Northshire Act 46 panel to vote on merger plan Monday

By Bruce Frauman
© 2016 Telegraph Publishing LLC

The changing landscape in education governance in Vermont surfaced during the Londonderry Select Board meeting of Monday, Nov. 7.

Northshire Merger Committee member Dick Dale told the board the committee will reach the end of its process at its Monday. Nov. 14 meeting. In the meantime, Board member Will Reed will write a letter on behalf of the board in opposition to proposed rule changes by the state Board of Education.

Dick Dale of the Northshire Merger Committee tells the Londonderry Select Board about the committee's progress. Photos by Bruce Frauman.

Dick Dale of the Northshire Merger Committee tells the Londonderry Select Board about the committee’s progress. Photos by Bruce Frauman.

At its last meeting, Dale said the Northshire Merger Committee, formed in response to Act 46, voted to call the new district, if it is approved, the Taconic and Green Supervisory District.

It would consist of the four towns sending students to Flood Brook Union School: Londonderry, Weston, Landgrove and Peru as well as the towns of Manchester, Dorset, Danby, Mt. Tabor and Sunderland. The committee will vote on Nov. 14 at Flood Brook School on whether to put the merger before the voters.
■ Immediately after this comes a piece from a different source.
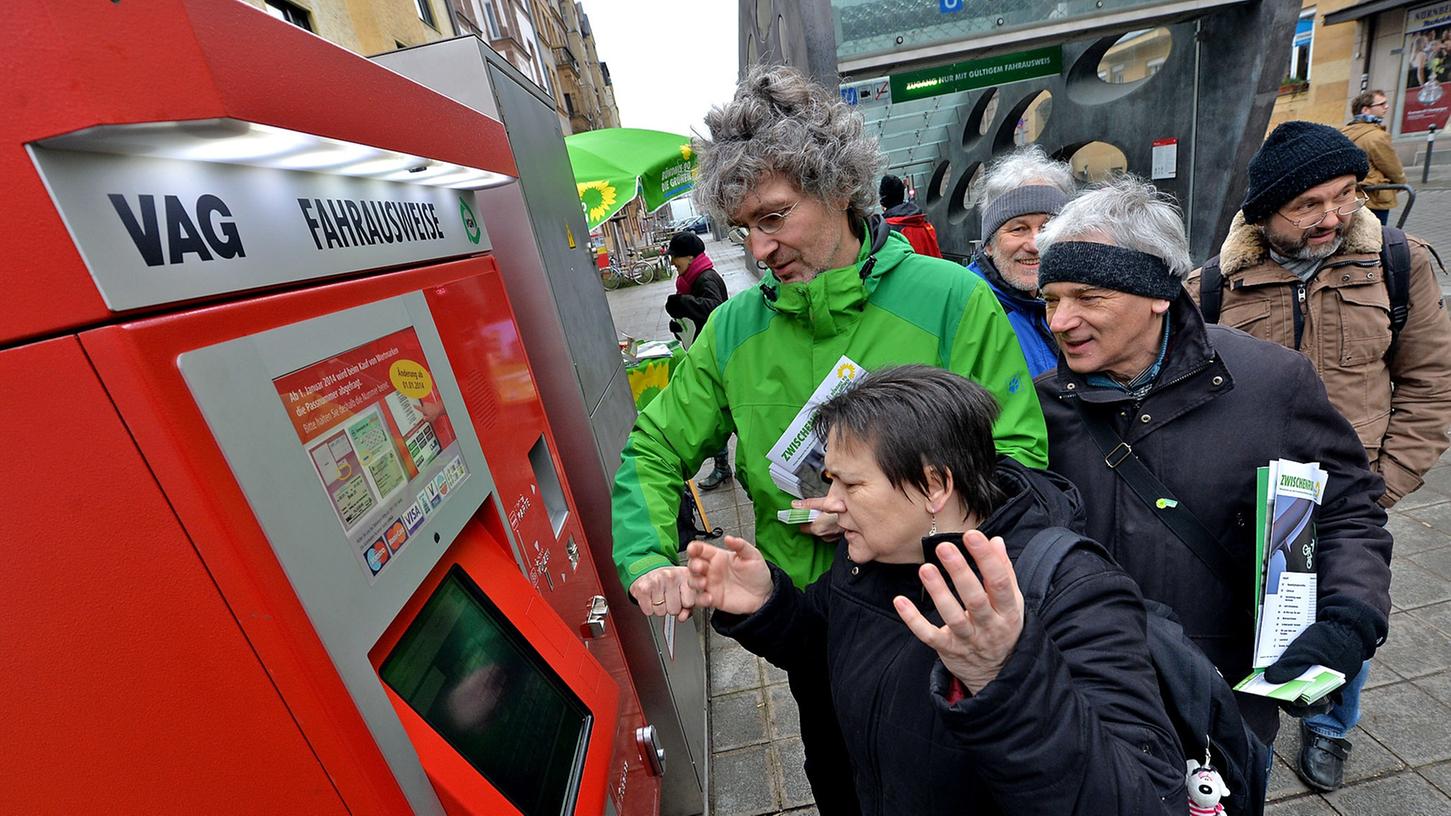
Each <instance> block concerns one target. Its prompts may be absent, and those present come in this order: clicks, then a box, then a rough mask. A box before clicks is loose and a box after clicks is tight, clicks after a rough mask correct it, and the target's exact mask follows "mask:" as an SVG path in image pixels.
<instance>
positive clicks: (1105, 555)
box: [1013, 527, 1107, 610]
mask: <svg viewBox="0 0 1451 816" xmlns="http://www.w3.org/2000/svg"><path fill="white" fill-rule="evenodd" d="M1080 544H1082V546H1088V544H1093V546H1094V547H1098V544H1097V543H1096V542H1093V540H1091V539H1084V537H1082V536H1080V534H1078V533H1074V531H1072V530H1069V529H1066V527H1048V529H1046V530H1039V531H1037V534H1035V536H1033V537H1032V540H1029V542H1027V546H1026V547H1023V552H1022V553H1019V556H1017V560H1016V562H1013V572H1014V574H1016V575H1017V589H1019V591H1020V592H1023V608H1035V610H1037V608H1042V607H1043V598H1046V597H1048V587H1049V585H1051V584H1052V582H1053V574H1056V572H1058V565H1059V563H1061V562H1062V560H1064V558H1066V556H1068V553H1069V552H1071V550H1072V549H1074V547H1077V546H1080ZM1098 549H1101V547H1098ZM1104 558H1107V555H1104Z"/></svg>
If the vote is to merge, then the committee will vote on whether to form the schools should form their own supervisory district or stay within the Bennington Rutland Supervisory Union. Dale said the committee has held to two guiding principles: “if it benefits kids” and maintaining the option of “school choice.” In case the new districts stays with the BRSU, negotiations on representation have already begun. At least two public information sessions will be held before March if the committee votes to merge.
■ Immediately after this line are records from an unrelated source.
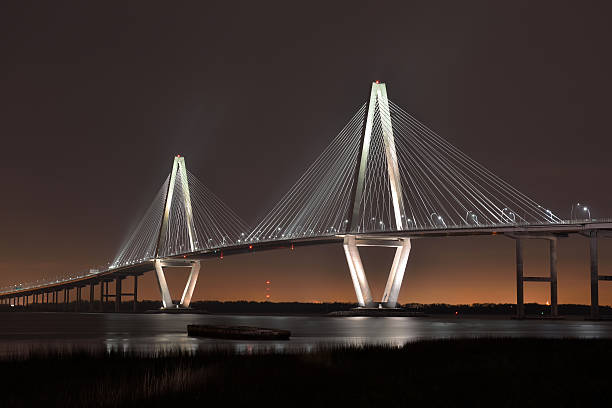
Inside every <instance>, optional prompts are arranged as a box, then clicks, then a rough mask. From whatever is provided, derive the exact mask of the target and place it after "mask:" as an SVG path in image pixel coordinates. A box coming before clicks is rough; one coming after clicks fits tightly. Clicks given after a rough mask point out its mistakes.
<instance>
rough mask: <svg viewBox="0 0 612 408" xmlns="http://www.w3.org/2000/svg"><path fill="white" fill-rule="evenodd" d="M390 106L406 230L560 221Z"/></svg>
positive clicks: (404, 224)
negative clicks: (404, 215)
mask: <svg viewBox="0 0 612 408" xmlns="http://www.w3.org/2000/svg"><path fill="white" fill-rule="evenodd" d="M389 106H390V111H391V122H392V126H393V132H394V135H395V144H396V148H397V157H398V164H399V170H400V174H401V181H402V187H403V192H404V211H405V215H406V217H407V222H405V223H404V225H405V226H406V228H405V229H414V228H417V229H428V228H447V227H462V226H472V227H478V226H495V225H512V224H550V223H559V222H561V219H560V218H559V217H557V216H556V215H554V214H553V213H552V211H550V210H548V209H546V208H544V207H542V206H541V205H539V204H538V203H536V202H535V201H534V200H532V199H531V198H529V197H528V196H526V195H525V194H523V193H521V192H520V191H518V190H517V189H516V188H514V187H513V186H511V185H510V184H508V183H507V182H505V181H504V180H502V179H501V178H499V177H498V176H496V175H495V174H493V173H492V172H491V171H490V170H488V169H487V168H485V167H484V166H482V165H481V164H480V163H478V162H476V161H475V160H473V159H472V158H470V157H469V156H467V155H466V154H465V153H463V152H462V151H460V150H459V149H457V148H456V147H455V146H453V145H451V144H450V143H449V142H447V141H446V140H444V139H443V138H442V137H440V136H439V135H438V134H437V133H435V132H434V131H432V130H431V129H429V128H428V127H427V126H425V125H424V124H423V123H421V122H419V121H418V120H417V119H415V118H414V117H413V116H412V115H410V114H409V113H408V112H406V111H405V110H403V109H402V108H401V107H399V106H398V105H396V104H395V103H393V102H392V101H389Z"/></svg>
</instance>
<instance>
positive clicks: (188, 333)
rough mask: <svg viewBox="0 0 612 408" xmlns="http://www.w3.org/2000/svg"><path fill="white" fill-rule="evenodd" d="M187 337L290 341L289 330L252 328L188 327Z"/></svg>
mask: <svg viewBox="0 0 612 408" xmlns="http://www.w3.org/2000/svg"><path fill="white" fill-rule="evenodd" d="M187 335H189V336H196V337H208V338H212V339H231V340H289V337H291V332H290V331H289V330H279V329H266V328H262V327H250V326H212V325H200V324H190V325H187Z"/></svg>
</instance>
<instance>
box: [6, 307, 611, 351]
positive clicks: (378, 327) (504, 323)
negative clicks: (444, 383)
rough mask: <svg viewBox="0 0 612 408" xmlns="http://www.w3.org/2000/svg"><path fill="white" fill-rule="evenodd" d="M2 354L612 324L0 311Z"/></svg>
mask: <svg viewBox="0 0 612 408" xmlns="http://www.w3.org/2000/svg"><path fill="white" fill-rule="evenodd" d="M188 324H220V325H232V326H234V325H235V326H238V325H245V326H259V327H270V328H278V329H288V330H291V332H292V336H291V340H289V341H272V342H270V341H241V340H219V339H204V338H194V337H189V336H187V333H186V327H187V325H188ZM0 327H2V330H1V331H0V355H2V354H4V355H6V354H16V353H17V354H27V353H29V352H30V351H32V350H34V351H54V350H74V349H91V350H100V349H102V350H107V351H133V352H139V353H163V352H168V351H181V352H195V351H198V350H227V351H231V352H238V353H256V352H266V351H274V352H294V351H306V352H307V351H312V350H315V349H317V348H320V347H335V346H346V345H352V346H366V345H388V346H394V347H401V346H402V345H404V344H405V343H406V342H410V341H416V340H422V339H448V338H466V337H550V338H561V337H581V338H594V337H608V338H612V322H587V321H582V320H554V321H553V320H549V321H535V320H529V321H516V320H511V319H510V318H508V317H500V318H456V317H429V318H422V317H421V318H414V317H328V316H250V315H195V314H194V315H166V314H87V313H65V314H62V313H17V312H16V313H0Z"/></svg>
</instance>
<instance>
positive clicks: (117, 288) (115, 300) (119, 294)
mask: <svg viewBox="0 0 612 408" xmlns="http://www.w3.org/2000/svg"><path fill="white" fill-rule="evenodd" d="M122 280H123V277H117V278H116V279H115V312H119V311H120V309H121V281H122Z"/></svg>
Dale told the board that a “general information and dialog with everyone” will be held in Manchester on Nov. 22 regarding the state Board of Education’s vote to “curtail school choice for high school.”

School choice a hot topic

Reed also brought up the topic of school choice, offering to draft a letter in opposition to the Series 220 rule that the state Board of Education is pushing that would bring independent schools, such as Burr and Burton and Long Trail School, under many of the same restrictions as public schools. This includes the mandate that all teachers be certified, which many working in independent schools are not. The board agreed to send this letter to the newly elected representatives, the chairman of the state Board of Education and the Secretary of Education.

In other action, the board also agreed to send a letter written by Board member Paul Gordon to Agency of Transportation Secretary Chris Cole requesting that the AOT “reconsider its priorities and move up the Route 11 project or portions thereof on the list in order to accomplish its repair in a timelier fashion.”

Cole had sent state Rep. Oliver Olsen a letter stating that repaving Route 11 may not occur for another three or four years. Copies of Gordon’s letter will be sent to “all the neighboring towns, commissions and legislators that have jurisdiction or concern which parallel ours.”

And Board chair Steve Prouty agreed to accept the resignation of Zoning Administrator Jim Mullen “with extreme regrets.” Mullen was appointed by the board at its Sept. 19, 2016 meeting.